The performance of Costa has not met initial investment expectations: growth in key areas (such as RTD coffee, instant, home consumption) has been slow; the business still heavily relies on offline stores. Although there have been some improvements in store operations (e.g., improving store efficiency and value for money), the overall investment assumptions have not yet been fully realized.
We are currently at a stage of reflection and reassessment of the strategy, continuing to operate Costa stores while considering new growth paths to ensure the significant investment yields the expected returns.
Q: You previously emphasized focusing on creating demand through refranchising. Now that most of it has been completed, has the company's ability strengthened in this area? What progress has been made in consumer recruitment?
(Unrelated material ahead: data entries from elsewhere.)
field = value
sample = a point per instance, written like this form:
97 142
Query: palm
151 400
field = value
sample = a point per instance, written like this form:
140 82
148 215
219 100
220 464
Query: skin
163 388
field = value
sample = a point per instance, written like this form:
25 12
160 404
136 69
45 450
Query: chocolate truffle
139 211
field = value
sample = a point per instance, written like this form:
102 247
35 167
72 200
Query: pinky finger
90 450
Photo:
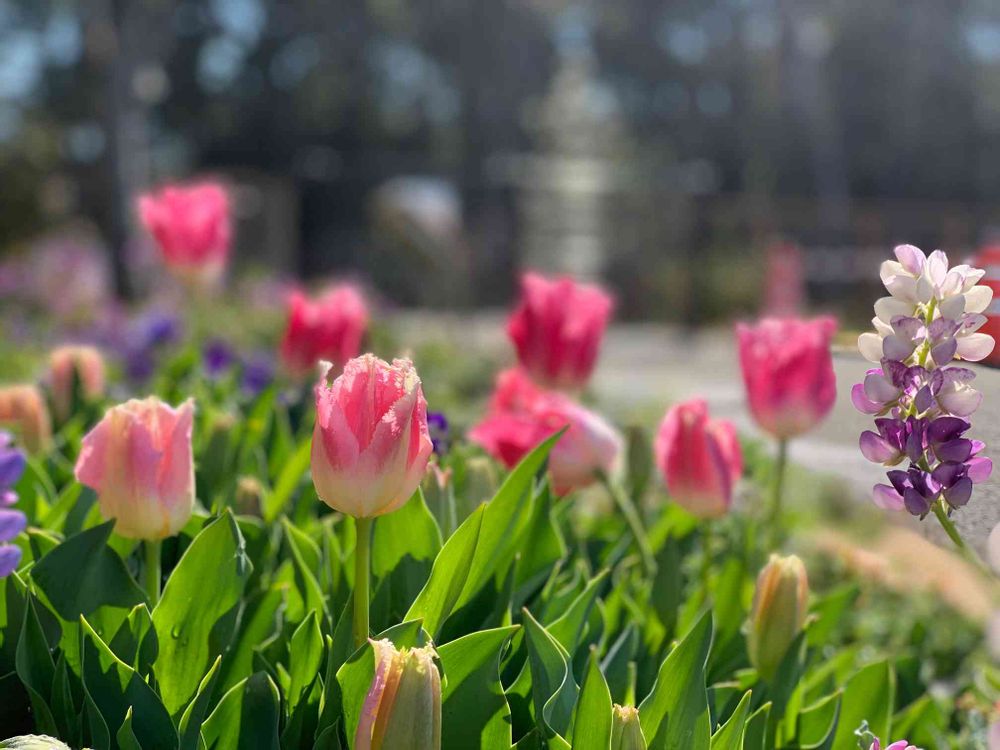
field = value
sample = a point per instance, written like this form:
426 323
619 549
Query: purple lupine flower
921 402
437 425
12 522
217 357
A: Full refranchising has not been completely implemented yet, with some significant parts still in progress. The company remains focused on driving revenue growth through a stronger brand portfolio and innovation:
It currently has 30 billion-dollar brands (half of which are internally incubated). There is still room for improvement in marketing and innovation, and the company will continue to invest more in brand and product innovation (including self-built and acquisitions).
Relationships with global bottlers have significantly strengthened: cooperation is clearer and closer, which helps improve daily execution efficiency.
Q: Do you have confidence that concentrate sales will return to positive growth in the second half of the year? Q2 seemed to be significantly impacted by some short-term factors, and Q4 has a higher comparison base, how do you view the overall trends?
A: The full-year guidance already reflects confidence in the return to positive growth in concentrate sales in the second half of the year. The comparison base for Q3 is lower, reducing growth pressure, with the focus on the company's controllable driving force. The softness in Q2 was due to some abnormal market factors, but removing them, the business still shows good momentum. The better-than-expected profit performance in the first half of the year provides more investment options for the second half of the year, and the company will increase investment to drive growth.